Here are some of the more important characteristics I’d like to see in my dashboard:
1. Highlighting the Right Metrics
Before you set out to design a great dashboard, ask yourself this fundamental question: Who is your audience? The audience determines the kind of data you’ll include. It also dictates how deep you’ll go with your data representations. You’re building a dashboard, not Disneyland. It’s not meant to please everyone.
A top-level management dashboard will typically have long-term organizational goals, multi-department numbers, as well as overall KPIs for each function. Customer lifetime value, quarter-on-quarter revenue growth and market share are some of the metrics that a typical strategic level dashboard would include. Basically, these dashboards consist of long-term data and are used for taking executive-level decisions.
On the other hand, an intra-team operational dashboard shows day-to-day functions and their performance levels. It digs deeper into individual functions and represents numbers about each of them. Take a look at this operational dashboard from Cyfe:
Not only does it aggregate data from multiple sources, it also drills down into the details of different marketing platforms. Number of leads from PPC campaigns, open rates for newsletters and number of inbound links for key webpages are all examples of operational metrics that would be apt for an operational dashboard.

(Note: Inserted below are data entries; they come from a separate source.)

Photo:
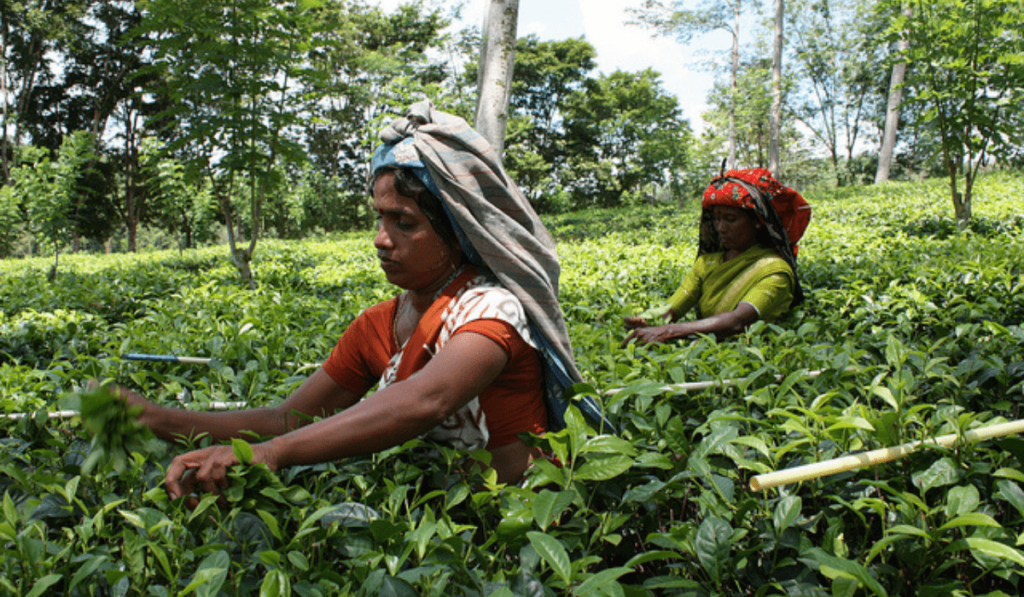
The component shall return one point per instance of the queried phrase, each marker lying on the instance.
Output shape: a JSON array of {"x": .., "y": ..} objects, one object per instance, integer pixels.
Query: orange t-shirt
[{"x": 512, "y": 404}]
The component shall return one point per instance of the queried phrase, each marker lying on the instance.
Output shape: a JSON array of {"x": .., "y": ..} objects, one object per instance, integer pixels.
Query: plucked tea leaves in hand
[{"x": 115, "y": 429}]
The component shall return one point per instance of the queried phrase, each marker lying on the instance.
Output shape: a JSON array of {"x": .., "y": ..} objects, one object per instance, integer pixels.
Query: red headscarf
[{"x": 739, "y": 188}]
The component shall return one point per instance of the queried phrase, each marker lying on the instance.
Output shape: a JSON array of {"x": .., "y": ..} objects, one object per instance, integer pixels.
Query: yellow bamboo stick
[{"x": 848, "y": 463}]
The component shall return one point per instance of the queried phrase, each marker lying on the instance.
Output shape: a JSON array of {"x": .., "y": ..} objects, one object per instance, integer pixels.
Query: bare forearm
[
  {"x": 175, "y": 424},
  {"x": 373, "y": 425}
]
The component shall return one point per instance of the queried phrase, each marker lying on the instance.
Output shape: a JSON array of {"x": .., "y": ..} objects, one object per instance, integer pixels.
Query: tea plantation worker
[
  {"x": 747, "y": 261},
  {"x": 472, "y": 352}
]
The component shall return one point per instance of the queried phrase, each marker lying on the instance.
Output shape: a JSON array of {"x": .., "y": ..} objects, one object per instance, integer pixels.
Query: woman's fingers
[{"x": 206, "y": 468}]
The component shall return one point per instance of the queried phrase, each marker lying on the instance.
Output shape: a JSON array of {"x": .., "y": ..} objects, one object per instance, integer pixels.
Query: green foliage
[
  {"x": 966, "y": 72},
  {"x": 911, "y": 329},
  {"x": 115, "y": 428}
]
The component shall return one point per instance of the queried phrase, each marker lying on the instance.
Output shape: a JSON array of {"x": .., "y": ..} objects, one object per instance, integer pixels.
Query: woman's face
[
  {"x": 737, "y": 227},
  {"x": 412, "y": 254}
]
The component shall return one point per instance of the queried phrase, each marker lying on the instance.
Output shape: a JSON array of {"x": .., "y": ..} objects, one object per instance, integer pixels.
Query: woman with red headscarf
[{"x": 747, "y": 261}]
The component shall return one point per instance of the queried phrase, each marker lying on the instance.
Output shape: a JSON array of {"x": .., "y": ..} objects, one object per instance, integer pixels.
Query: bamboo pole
[
  {"x": 195, "y": 359},
  {"x": 876, "y": 457},
  {"x": 696, "y": 386}
]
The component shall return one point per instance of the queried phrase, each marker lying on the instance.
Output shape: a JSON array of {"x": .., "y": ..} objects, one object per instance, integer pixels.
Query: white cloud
[{"x": 619, "y": 46}]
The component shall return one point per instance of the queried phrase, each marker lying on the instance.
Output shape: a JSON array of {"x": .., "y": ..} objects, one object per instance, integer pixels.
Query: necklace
[{"x": 403, "y": 302}]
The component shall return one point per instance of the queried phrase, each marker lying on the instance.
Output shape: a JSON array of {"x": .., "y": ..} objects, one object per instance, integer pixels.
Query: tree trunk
[
  {"x": 775, "y": 116},
  {"x": 494, "y": 81},
  {"x": 892, "y": 112},
  {"x": 733, "y": 88},
  {"x": 131, "y": 221}
]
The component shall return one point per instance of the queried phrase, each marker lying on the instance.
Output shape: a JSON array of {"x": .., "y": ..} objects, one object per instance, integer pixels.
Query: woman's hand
[
  {"x": 634, "y": 323},
  {"x": 207, "y": 469}
]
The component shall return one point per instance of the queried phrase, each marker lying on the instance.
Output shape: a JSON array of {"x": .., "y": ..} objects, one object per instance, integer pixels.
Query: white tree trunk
[
  {"x": 892, "y": 112},
  {"x": 494, "y": 81},
  {"x": 775, "y": 116},
  {"x": 733, "y": 89}
]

2. Easy to Read, Interpret and Understand
A good dashboard is one that is easily understood by the “slowest” member of the team. This does not mean that you dumb down your data. It means you simplify the representation of your data so that there is absolutely no room for error or ambiguity.

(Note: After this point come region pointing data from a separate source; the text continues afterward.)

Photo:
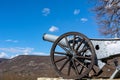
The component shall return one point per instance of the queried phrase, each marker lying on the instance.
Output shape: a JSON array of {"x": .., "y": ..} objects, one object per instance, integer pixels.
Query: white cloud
[
  {"x": 76, "y": 11},
  {"x": 53, "y": 29},
  {"x": 17, "y": 50},
  {"x": 13, "y": 56},
  {"x": 46, "y": 11},
  {"x": 84, "y": 19},
  {"x": 40, "y": 53},
  {"x": 10, "y": 40},
  {"x": 3, "y": 55}
]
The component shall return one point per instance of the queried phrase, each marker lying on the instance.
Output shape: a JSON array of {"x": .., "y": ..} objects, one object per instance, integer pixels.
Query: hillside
[{"x": 26, "y": 67}]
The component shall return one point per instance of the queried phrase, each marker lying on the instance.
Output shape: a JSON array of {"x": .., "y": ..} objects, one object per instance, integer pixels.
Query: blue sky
[{"x": 23, "y": 23}]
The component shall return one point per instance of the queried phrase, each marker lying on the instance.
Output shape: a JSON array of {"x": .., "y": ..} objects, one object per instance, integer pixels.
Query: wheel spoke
[
  {"x": 63, "y": 47},
  {"x": 73, "y": 46},
  {"x": 64, "y": 64},
  {"x": 62, "y": 53},
  {"x": 81, "y": 69},
  {"x": 81, "y": 64},
  {"x": 84, "y": 57},
  {"x": 69, "y": 68},
  {"x": 84, "y": 49},
  {"x": 68, "y": 43},
  {"x": 76, "y": 70},
  {"x": 60, "y": 59},
  {"x": 79, "y": 44}
]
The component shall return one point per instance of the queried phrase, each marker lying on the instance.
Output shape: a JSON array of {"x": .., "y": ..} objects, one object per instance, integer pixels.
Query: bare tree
[{"x": 108, "y": 17}]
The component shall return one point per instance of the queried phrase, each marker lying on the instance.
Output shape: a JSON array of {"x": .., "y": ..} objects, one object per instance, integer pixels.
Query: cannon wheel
[{"x": 72, "y": 55}]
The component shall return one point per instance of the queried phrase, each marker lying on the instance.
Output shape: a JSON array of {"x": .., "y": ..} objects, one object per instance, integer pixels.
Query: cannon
[{"x": 75, "y": 56}]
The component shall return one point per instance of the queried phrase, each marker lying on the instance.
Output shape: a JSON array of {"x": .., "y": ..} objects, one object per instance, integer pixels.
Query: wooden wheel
[{"x": 72, "y": 55}]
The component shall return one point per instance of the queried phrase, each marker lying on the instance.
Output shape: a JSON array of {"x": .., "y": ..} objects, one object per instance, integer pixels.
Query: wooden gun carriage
[{"x": 75, "y": 56}]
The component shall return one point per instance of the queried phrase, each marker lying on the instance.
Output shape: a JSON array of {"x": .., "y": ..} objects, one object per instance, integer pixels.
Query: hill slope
[{"x": 26, "y": 67}]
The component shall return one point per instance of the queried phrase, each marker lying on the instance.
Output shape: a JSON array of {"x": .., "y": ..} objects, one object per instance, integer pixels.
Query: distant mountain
[
  {"x": 3, "y": 59},
  {"x": 26, "y": 67}
]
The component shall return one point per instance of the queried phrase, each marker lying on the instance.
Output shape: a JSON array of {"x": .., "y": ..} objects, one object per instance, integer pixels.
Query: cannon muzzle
[{"x": 53, "y": 38}]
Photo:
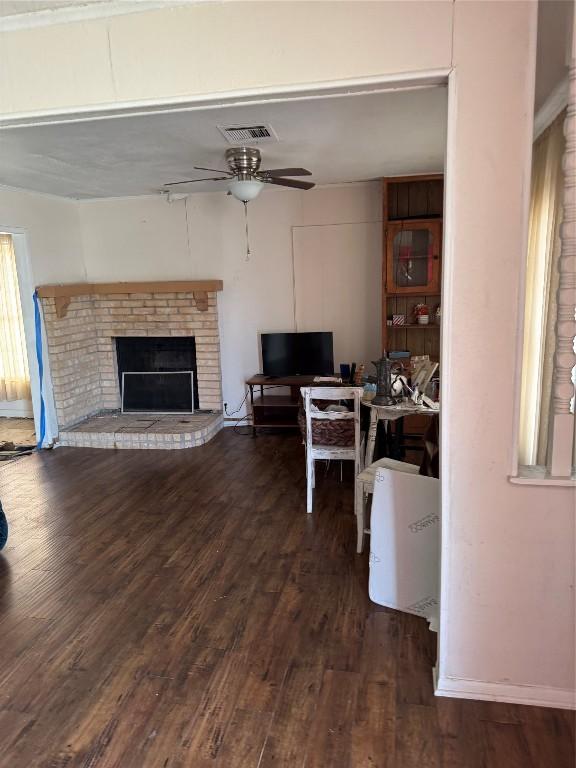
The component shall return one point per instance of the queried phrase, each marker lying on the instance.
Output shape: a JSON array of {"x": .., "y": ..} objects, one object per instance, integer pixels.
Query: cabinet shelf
[{"x": 411, "y": 326}]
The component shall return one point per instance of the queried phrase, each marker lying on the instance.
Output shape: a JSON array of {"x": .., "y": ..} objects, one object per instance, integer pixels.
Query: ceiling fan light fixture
[{"x": 245, "y": 189}]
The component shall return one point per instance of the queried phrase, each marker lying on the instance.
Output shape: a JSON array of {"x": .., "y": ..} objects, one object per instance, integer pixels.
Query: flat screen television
[{"x": 297, "y": 354}]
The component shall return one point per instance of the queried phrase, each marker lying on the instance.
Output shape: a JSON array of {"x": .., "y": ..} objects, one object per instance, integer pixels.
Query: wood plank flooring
[{"x": 180, "y": 610}]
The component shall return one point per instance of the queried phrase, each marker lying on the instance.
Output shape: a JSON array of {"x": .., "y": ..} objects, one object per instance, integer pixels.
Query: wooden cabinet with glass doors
[{"x": 412, "y": 263}]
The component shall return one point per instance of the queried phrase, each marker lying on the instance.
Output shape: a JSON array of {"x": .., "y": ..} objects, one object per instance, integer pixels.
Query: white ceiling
[
  {"x": 341, "y": 139},
  {"x": 15, "y": 7}
]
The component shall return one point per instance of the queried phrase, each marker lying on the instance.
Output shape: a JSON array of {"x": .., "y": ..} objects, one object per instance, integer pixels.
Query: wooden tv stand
[{"x": 269, "y": 410}]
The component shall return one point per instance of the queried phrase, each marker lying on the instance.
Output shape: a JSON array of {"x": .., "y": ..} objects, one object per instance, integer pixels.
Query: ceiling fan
[{"x": 244, "y": 177}]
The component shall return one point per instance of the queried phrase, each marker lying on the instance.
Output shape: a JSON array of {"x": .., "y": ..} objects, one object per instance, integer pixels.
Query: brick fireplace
[{"x": 83, "y": 322}]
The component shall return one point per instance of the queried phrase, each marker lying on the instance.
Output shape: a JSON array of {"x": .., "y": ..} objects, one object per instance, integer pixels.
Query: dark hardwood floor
[{"x": 179, "y": 609}]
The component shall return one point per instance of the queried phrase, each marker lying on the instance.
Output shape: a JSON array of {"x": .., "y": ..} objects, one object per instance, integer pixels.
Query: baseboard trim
[{"x": 532, "y": 695}]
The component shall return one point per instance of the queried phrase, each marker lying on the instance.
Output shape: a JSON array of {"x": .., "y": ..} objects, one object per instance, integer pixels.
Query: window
[
  {"x": 541, "y": 368},
  {"x": 14, "y": 376}
]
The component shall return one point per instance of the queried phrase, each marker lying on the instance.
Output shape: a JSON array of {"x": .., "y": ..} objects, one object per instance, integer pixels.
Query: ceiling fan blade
[
  {"x": 193, "y": 181},
  {"x": 214, "y": 170},
  {"x": 290, "y": 183},
  {"x": 287, "y": 172}
]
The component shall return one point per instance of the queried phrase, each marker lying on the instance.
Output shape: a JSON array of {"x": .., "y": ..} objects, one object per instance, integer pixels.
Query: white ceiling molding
[
  {"x": 549, "y": 111},
  {"x": 95, "y": 9},
  {"x": 402, "y": 81}
]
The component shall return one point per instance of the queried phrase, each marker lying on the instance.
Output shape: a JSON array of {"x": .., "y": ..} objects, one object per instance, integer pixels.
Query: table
[
  {"x": 389, "y": 413},
  {"x": 279, "y": 411}
]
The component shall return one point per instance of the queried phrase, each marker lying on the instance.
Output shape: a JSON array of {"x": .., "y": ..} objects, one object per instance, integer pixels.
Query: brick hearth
[{"x": 81, "y": 331}]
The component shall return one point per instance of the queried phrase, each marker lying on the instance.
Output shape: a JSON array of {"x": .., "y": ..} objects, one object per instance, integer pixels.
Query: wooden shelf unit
[{"x": 412, "y": 202}]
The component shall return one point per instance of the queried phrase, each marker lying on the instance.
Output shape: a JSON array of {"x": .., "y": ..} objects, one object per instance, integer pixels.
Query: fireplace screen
[
  {"x": 157, "y": 374},
  {"x": 152, "y": 392}
]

This means instead of going with rows of tables densely packed with numbers, you instead opt for elegant data visualizations that bring out the gist of the data within seconds. Use colors that are symbolic to the data and its meaning. A chart that shows a dip in revenues could use reds to show the declining numbers and green to show healthy progress.
There’s no ambiguity in the charts on this Salesforce dashboard:
Lines, bars and pies are some of the most common ways to represent data. Feel free to go beyond these handful of common representations, but make sure you don’t sacrifice easy comprehension in the pursuit of creativity. Everyone should understand the metrics in a dashboard that is targeted at them. Do not reinvent the wheel or create niche metrics that force new definitions down users’ throats.

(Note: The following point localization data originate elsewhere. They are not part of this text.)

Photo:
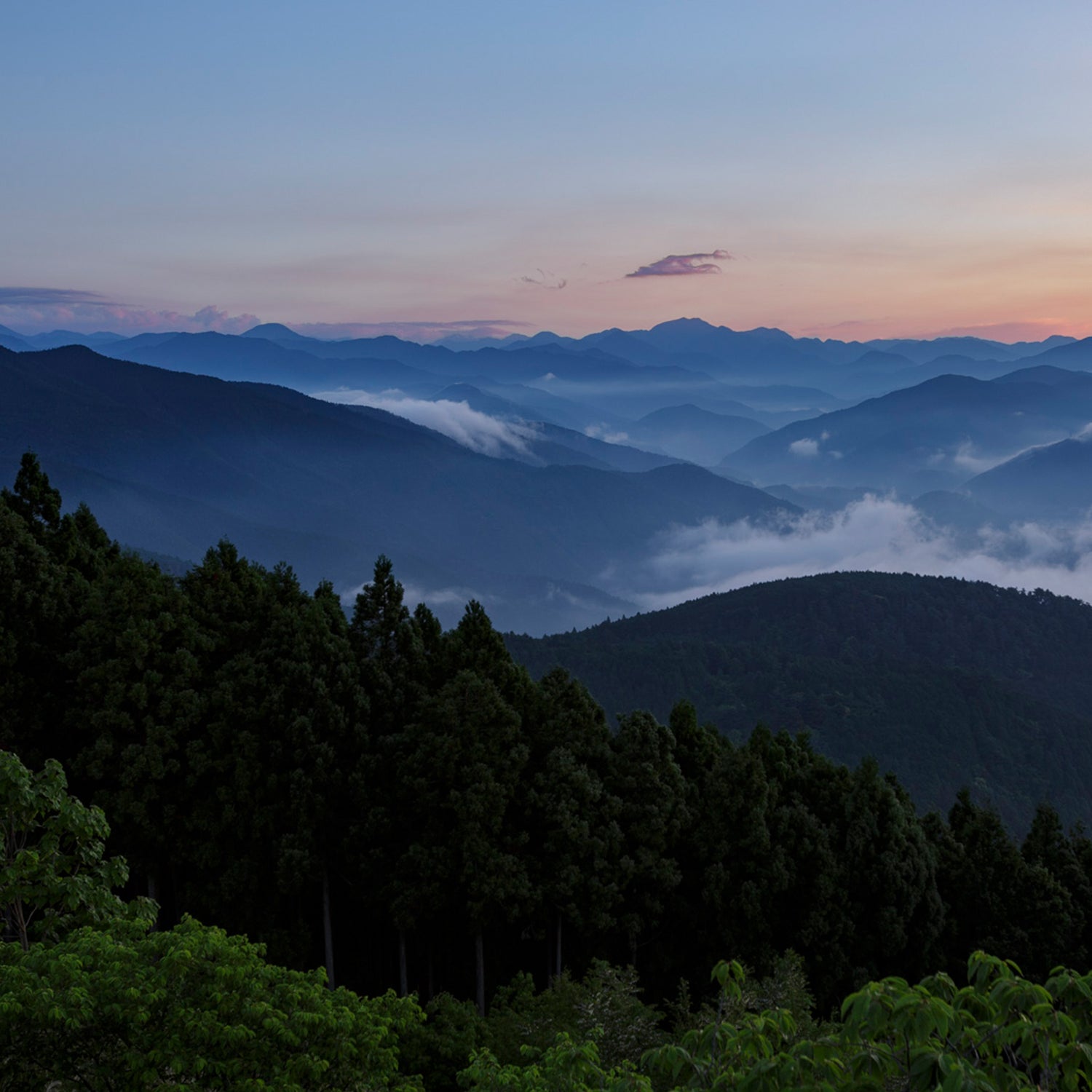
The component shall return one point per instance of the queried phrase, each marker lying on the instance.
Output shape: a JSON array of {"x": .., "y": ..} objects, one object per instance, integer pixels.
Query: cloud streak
[
  {"x": 876, "y": 534},
  {"x": 35, "y": 310},
  {"x": 472, "y": 428},
  {"x": 545, "y": 280},
  {"x": 684, "y": 264}
]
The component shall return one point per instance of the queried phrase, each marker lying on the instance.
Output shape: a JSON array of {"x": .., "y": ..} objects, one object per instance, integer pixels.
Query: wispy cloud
[
  {"x": 12, "y": 296},
  {"x": 34, "y": 310},
  {"x": 410, "y": 331},
  {"x": 545, "y": 280},
  {"x": 684, "y": 264},
  {"x": 456, "y": 419},
  {"x": 876, "y": 534}
]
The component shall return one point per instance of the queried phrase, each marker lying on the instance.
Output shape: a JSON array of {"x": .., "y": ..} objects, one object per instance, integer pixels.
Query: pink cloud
[{"x": 684, "y": 264}]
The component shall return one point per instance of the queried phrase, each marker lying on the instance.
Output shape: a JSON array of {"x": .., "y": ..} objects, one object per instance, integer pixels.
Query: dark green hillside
[{"x": 948, "y": 683}]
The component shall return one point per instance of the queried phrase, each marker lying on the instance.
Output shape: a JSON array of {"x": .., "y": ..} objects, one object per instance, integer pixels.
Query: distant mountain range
[
  {"x": 947, "y": 683},
  {"x": 170, "y": 462},
  {"x": 561, "y": 460}
]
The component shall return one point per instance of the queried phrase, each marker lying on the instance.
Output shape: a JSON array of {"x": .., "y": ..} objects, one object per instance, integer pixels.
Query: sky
[{"x": 843, "y": 170}]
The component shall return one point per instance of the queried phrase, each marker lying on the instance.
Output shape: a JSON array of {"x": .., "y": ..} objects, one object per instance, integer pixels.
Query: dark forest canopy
[
  {"x": 947, "y": 681},
  {"x": 412, "y": 807}
]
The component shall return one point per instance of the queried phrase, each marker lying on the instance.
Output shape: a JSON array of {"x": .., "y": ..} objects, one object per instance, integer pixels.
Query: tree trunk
[
  {"x": 403, "y": 972},
  {"x": 557, "y": 970},
  {"x": 480, "y": 967},
  {"x": 328, "y": 933},
  {"x": 152, "y": 895}
]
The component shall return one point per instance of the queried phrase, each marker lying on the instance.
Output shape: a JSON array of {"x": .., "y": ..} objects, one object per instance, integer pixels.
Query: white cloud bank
[
  {"x": 456, "y": 419},
  {"x": 879, "y": 534}
]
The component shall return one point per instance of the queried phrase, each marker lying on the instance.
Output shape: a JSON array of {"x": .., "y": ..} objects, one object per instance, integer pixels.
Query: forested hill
[{"x": 948, "y": 683}]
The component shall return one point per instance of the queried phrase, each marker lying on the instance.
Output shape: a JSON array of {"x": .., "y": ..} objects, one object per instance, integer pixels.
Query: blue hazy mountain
[
  {"x": 172, "y": 461},
  {"x": 255, "y": 360},
  {"x": 933, "y": 436},
  {"x": 1048, "y": 483},
  {"x": 688, "y": 432}
]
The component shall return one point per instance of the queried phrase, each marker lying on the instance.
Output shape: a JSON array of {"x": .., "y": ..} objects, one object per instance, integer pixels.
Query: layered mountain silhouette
[
  {"x": 947, "y": 683},
  {"x": 170, "y": 462},
  {"x": 934, "y": 436}
]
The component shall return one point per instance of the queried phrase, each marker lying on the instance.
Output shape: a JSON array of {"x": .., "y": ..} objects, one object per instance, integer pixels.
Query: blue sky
[{"x": 873, "y": 168}]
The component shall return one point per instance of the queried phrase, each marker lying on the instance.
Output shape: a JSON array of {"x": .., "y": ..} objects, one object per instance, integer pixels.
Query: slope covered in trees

Simplicity is key. Typically, the most common dashboard on Salesforce has twenty or so components but they’re categorized into just three columns.
3. Freshly Baked?
There is a deeply entrenched belief among most marketers that data, when used for decision-making, ought to be as current as possible so as to reduce the probability of errors and obsolescence.
While I agree with this line of thought for the most part, it’s not always necessary or indeed, even possible to get fresh data on a daily, weekly or minute by minute basis. Often the cost of acquiring such up-to-the-minute data makes the entire prospect unviable from a financial perspective. Sometimes data that is updated on a continuous basis actually deludes the user and keeps them stuck with short-term problems. Big picture thinking calls for data that is long-term and displays a clear trend from which strategic postulations can be made.
When you design a dashboard, keep in mind the realistic needs for each data point and create data sets based on these real, not imagined needs.
4. Flexible
A good dashboard is one that can be changed with changing business needs. When a dashboard gives not just big picture trends, but also allows users to dig deeper and understand the causes of those long-term trends, it has truly served its purpose. This ability — of allowing users to filter multiple levels down into the sources of your data — is one of the primary requirements of a robust dashboard.
An interesting and increasingly popular function of dashboards is allowing users to annotate on dashboards in real-time and share it with other users for their inputs. Dashboards these days have gone from being static graphs and charts to being interactive pieces of data that allow user collaboration with other team members on a real-time basis. One such remarkable dashboard is offered by Dundas:
When you build a dashboard, keep in mind that there could be users who would want to relate it backwards with the source data. Some users might want to extract data specific to certain sections of the dashboard, append new datasets to those parts, and analyze the resulting information from scratch. So, allow your dashboard and its components to be downloaded in the most common formats — XLS, CSV, and so on for them to be really useful on a daily basis.
Coda
A great marketing dashboard is one that does not just reflect the realities of where your business stands today, but also lights the way ahead for overall growth. Use this as the central, critical test to judge whether your dashboard lives up to its true potential and purpose.